Parucca began a search for his Jewish roots several years ago. As a teenager he was drawn to Judaism, and only later did he discover that both his father’s and mother’s ancestors were Jewish. “My mother’s surname is Taibi,“ he says, “which originates in North Africa and which derives from the Hebrew name Tobias.” The surname, “Parrucca,” means “wig” in Italian and also has Jewish roots. Historians have established that when Sicilian and Calabrian Jews wanted to identify themselves secretly to one another, especially when to do so openly would mean punishment for “Judaising,” they often adopted surnames that were names of things (such as a wig, trumpet, or chair) or of flowers, towns, or villages.

Following two years of study at synagogue Lev Chadash in Milan, Parucca joined a group of students for whom I recommended the Beit Din experience. Since that time, he has served as my rabbinic assistant, leading Shabbat services and two wonderful Passover seders. In fact, the seder that he and I led in 2004 was the first rabbi-led Passover seder in Sicily in 500 years!

Challah, candles, wine, Kiddush — all of these are part of Parucca’s Shabbat, which he makes regularly, even when he is completely alone. Visitors to Palermo who have met him and experienced Shabbat with him are impressed with his devotion, his facility with the Hebrew language (completely self taught), and his warmth as he shares the joys of Judaism that come straight from the heart.

“New York is meravigliosa…wonderful!” says Parucca. And he should know. After his stay in DC, Salvo traveled to the Big Apple to meet with Rabbi Francesco Tamburello (an Italian-American rabbi who hosted him), and joined me as we visited the Academy of Jewish Religion in Riverdale. Rabbi Aryeh Meir welcomed him, treating him to a tour of the campus and an opportunity not only to observe classes but to interview as well. Later that day, thanks to the efforts of Harriet Bograd and other Kulanu friends, Parucca and I led a discussion about Italian Anousim at the Manhattan Jewish Community Center, where a group of nearly 50 learned about one of Judaism’s best kept secrets.
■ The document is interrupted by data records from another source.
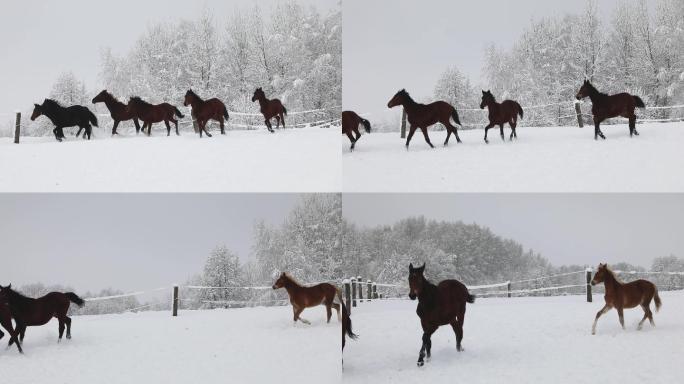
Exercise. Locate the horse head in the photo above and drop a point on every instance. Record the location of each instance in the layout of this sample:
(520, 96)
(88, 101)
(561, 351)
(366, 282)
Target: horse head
(487, 98)
(258, 94)
(600, 275)
(416, 280)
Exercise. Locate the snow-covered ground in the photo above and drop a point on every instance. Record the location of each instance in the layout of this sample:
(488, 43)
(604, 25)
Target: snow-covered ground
(254, 345)
(553, 159)
(291, 160)
(519, 340)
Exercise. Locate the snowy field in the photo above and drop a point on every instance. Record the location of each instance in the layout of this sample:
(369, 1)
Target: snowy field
(553, 159)
(520, 340)
(291, 160)
(255, 345)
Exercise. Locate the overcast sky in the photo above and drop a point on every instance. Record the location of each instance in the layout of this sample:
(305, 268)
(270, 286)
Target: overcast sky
(39, 39)
(408, 44)
(125, 241)
(566, 229)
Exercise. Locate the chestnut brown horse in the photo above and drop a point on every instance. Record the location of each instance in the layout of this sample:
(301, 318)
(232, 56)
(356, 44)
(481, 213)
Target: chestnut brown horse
(6, 321)
(604, 107)
(502, 113)
(621, 295)
(302, 297)
(422, 116)
(150, 114)
(203, 111)
(350, 126)
(441, 304)
(270, 109)
(35, 312)
(118, 110)
(64, 117)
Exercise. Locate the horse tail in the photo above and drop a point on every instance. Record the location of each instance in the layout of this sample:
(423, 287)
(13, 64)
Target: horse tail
(639, 102)
(366, 124)
(178, 112)
(75, 299)
(92, 118)
(454, 115)
(471, 298)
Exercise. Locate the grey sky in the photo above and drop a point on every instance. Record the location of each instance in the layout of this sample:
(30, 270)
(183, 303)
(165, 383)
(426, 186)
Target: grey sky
(566, 229)
(39, 39)
(125, 241)
(408, 44)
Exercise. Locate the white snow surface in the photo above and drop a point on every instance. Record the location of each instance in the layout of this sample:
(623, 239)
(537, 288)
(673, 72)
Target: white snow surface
(543, 159)
(519, 340)
(250, 345)
(290, 160)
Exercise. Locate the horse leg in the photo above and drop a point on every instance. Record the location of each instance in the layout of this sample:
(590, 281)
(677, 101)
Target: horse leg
(621, 316)
(632, 126)
(412, 130)
(427, 138)
(352, 139)
(490, 125)
(597, 131)
(67, 320)
(603, 310)
(61, 329)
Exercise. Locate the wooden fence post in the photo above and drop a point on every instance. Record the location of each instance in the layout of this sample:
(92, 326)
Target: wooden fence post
(347, 293)
(353, 292)
(369, 287)
(17, 128)
(589, 298)
(175, 300)
(578, 111)
(403, 123)
(359, 281)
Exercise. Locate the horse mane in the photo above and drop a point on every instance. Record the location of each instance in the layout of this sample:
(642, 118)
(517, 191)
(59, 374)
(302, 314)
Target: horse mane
(137, 99)
(51, 104)
(292, 279)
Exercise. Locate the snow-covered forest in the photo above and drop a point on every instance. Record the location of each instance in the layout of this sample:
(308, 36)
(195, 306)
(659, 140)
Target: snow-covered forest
(293, 52)
(639, 49)
(468, 252)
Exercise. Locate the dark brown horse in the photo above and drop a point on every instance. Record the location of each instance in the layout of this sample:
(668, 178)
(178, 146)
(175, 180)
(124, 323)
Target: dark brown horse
(604, 107)
(501, 113)
(35, 312)
(302, 297)
(422, 116)
(621, 295)
(438, 305)
(270, 109)
(6, 321)
(64, 117)
(350, 126)
(118, 110)
(151, 114)
(203, 111)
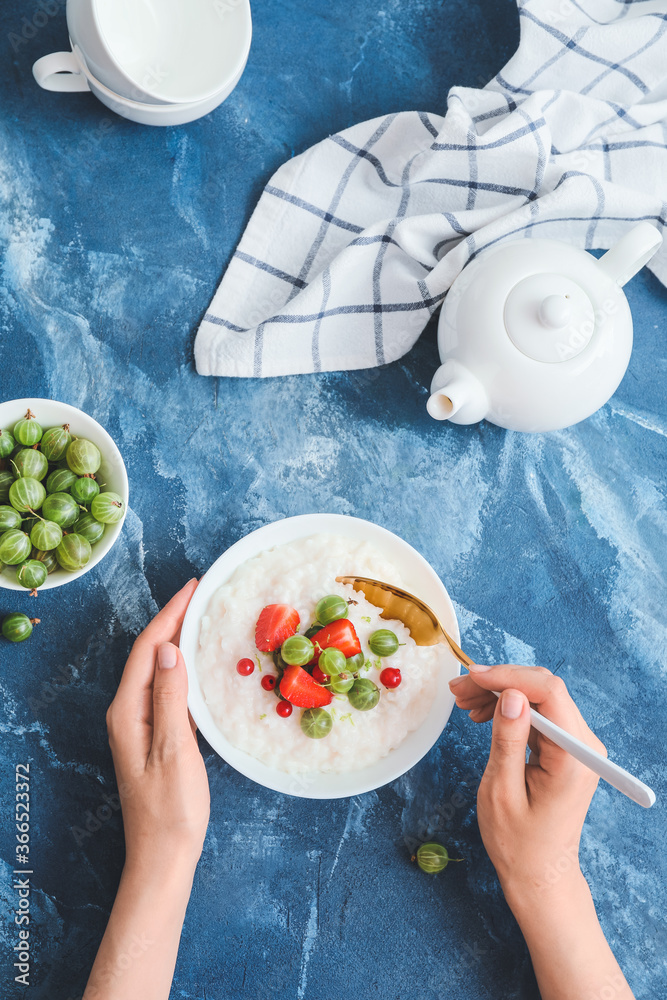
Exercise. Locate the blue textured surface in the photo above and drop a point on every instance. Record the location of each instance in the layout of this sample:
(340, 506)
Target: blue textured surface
(113, 239)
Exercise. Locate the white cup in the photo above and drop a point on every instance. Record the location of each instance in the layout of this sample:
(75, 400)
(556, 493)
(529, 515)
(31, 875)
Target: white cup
(151, 52)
The history of the Italian Jews is a complicated mix. For those who have seen Italy through Jewish eyes, that glimpse usually went no further south than Naples. Yet, the Jews of Sicily and Calabria are the oldest Jews in the Diaspora, as evidenced by the excavation of a synagogue at Bova Marina that some say predates a similar antiquity found near Rome.
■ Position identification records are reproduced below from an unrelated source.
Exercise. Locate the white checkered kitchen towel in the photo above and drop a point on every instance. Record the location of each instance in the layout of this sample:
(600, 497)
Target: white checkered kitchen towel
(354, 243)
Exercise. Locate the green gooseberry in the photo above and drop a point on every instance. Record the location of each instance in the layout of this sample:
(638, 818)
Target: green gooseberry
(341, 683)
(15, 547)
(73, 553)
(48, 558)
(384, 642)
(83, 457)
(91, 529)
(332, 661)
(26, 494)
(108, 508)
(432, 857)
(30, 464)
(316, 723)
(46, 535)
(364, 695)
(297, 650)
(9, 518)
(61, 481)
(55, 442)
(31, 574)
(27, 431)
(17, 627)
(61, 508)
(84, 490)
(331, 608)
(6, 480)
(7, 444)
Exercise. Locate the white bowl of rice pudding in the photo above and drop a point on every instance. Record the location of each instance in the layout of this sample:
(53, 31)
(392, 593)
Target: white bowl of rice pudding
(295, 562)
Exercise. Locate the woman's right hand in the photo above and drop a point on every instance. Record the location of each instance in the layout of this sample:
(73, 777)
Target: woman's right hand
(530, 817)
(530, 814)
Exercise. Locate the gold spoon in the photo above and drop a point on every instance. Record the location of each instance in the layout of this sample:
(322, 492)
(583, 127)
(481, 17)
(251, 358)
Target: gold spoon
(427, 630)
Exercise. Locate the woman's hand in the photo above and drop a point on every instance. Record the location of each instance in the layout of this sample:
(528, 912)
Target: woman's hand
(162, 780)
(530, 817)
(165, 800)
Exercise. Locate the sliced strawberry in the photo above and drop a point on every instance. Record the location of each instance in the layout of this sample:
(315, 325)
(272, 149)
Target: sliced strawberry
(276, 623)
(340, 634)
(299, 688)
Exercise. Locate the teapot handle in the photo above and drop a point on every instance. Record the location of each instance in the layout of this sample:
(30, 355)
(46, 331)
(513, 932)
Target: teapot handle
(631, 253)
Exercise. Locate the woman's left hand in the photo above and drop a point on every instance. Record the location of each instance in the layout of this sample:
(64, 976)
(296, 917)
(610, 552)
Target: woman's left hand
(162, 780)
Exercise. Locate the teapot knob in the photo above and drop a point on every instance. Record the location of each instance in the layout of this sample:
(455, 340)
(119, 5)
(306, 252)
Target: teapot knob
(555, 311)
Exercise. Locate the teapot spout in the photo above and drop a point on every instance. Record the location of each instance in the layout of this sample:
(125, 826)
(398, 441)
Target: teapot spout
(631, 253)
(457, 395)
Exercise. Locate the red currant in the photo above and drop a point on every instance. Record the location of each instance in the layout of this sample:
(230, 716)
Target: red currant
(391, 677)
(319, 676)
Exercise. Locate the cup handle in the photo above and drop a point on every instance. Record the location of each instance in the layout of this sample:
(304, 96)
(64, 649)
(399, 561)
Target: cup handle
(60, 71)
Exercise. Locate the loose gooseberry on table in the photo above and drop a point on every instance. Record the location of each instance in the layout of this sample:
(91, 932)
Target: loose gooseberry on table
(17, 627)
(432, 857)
As rabbi of the emerging IjCCC, the Italian Jewish Cultural Center of Calabria, (an effort funded by the Vuolo-Bernstein Family Foundation in the US) and synagogue Ner Tamid del Sud, I can say with certainty that it is Jews like Salvo Asher Parrucca who make our work so satisfying and remind us how necessary it really is. In these days and times, when population surveys indicate that our numbers are diminishing, it is important to remember that the more we reach out to lost and isolated Jewish communities like ours in the south of Italy, the more Jews we will have — today and tomorrow.